= Quilombo Frechal Extractive Reserve =

The Quilombo do Frechal Extractive Reserve is a federal conservation unit on the Western Coast of Maranhão, Brazil, categorized as an extractive reserve and created by Presidential Decree on May 20, 1992, covering an area of 9,542 hectares in the state of Maranhão.

It is located in the municipality of Mirinzal, in the western coastal region of Maranhão, 450 km from São Luís.

The creation of the reserve is linked to the struggle of the remaining quilombo communities for recognition of their right to the lands they have traditionally occupied in the region since the 18th century.

Its predominant forest cover is secondary broadleaf forest, where deforested areas favor an increase in the number of babassu palm trees, in addition to riparian forest along watercourses. The reserve belongs to the Uru River hydrographic basin, where floodplain areas, typical of the Western Lowlands of Maranhão, are found.

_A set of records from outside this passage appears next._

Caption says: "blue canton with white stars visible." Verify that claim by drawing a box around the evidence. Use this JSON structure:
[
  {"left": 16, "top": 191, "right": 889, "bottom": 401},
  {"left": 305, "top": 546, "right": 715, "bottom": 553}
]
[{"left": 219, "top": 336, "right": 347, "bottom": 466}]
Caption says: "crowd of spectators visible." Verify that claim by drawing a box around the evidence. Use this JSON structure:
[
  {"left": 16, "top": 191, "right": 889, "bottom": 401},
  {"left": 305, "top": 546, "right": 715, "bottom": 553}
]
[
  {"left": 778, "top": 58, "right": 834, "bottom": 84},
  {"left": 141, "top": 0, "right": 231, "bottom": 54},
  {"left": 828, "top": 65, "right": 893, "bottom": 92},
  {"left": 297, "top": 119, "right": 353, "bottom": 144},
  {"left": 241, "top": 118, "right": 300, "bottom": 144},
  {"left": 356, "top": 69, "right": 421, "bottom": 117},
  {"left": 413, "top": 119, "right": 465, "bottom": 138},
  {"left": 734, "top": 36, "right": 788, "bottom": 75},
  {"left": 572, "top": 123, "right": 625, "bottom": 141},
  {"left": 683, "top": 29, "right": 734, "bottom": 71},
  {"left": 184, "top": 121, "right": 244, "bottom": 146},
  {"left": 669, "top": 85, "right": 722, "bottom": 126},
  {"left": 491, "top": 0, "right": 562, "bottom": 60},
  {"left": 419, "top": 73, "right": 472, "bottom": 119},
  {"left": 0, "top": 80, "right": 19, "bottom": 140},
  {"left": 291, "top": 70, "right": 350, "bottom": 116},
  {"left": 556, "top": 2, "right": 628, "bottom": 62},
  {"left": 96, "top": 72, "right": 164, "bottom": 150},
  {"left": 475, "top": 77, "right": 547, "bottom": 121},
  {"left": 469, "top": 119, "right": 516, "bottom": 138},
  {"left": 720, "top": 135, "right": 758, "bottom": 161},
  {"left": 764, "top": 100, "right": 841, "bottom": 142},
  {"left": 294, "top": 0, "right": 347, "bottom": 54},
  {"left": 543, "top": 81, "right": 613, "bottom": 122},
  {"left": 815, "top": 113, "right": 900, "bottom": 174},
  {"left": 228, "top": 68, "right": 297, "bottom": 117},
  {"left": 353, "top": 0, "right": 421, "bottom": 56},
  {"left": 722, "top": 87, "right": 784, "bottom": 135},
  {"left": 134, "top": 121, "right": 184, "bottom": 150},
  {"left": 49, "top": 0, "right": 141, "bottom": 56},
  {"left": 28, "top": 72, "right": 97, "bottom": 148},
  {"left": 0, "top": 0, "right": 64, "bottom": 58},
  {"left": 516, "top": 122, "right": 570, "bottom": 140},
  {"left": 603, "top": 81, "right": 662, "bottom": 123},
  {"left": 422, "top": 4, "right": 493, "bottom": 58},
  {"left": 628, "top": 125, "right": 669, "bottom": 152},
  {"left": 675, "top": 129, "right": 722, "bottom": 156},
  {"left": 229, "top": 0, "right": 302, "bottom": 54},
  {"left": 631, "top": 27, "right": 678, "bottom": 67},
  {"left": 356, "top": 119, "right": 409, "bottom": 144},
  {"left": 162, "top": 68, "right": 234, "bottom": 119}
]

Three small communities (Frechal, Rumo and Deserto) live in the RESEX, practicing subsistence agriculture, livestock farming and fishing (species such as traíra, pacu, aracu, piranha, piau, piaba, etc.); in addition to the extraction of babaçu coconut by babaçu coconut breakers, used for the production of oil and milk, its leaves for making baskets and building houses and its husk for the production of charcoal. Other plants are also of great importance to the community: the buriti, the juçara (or açaí), the tucum, the bacaba.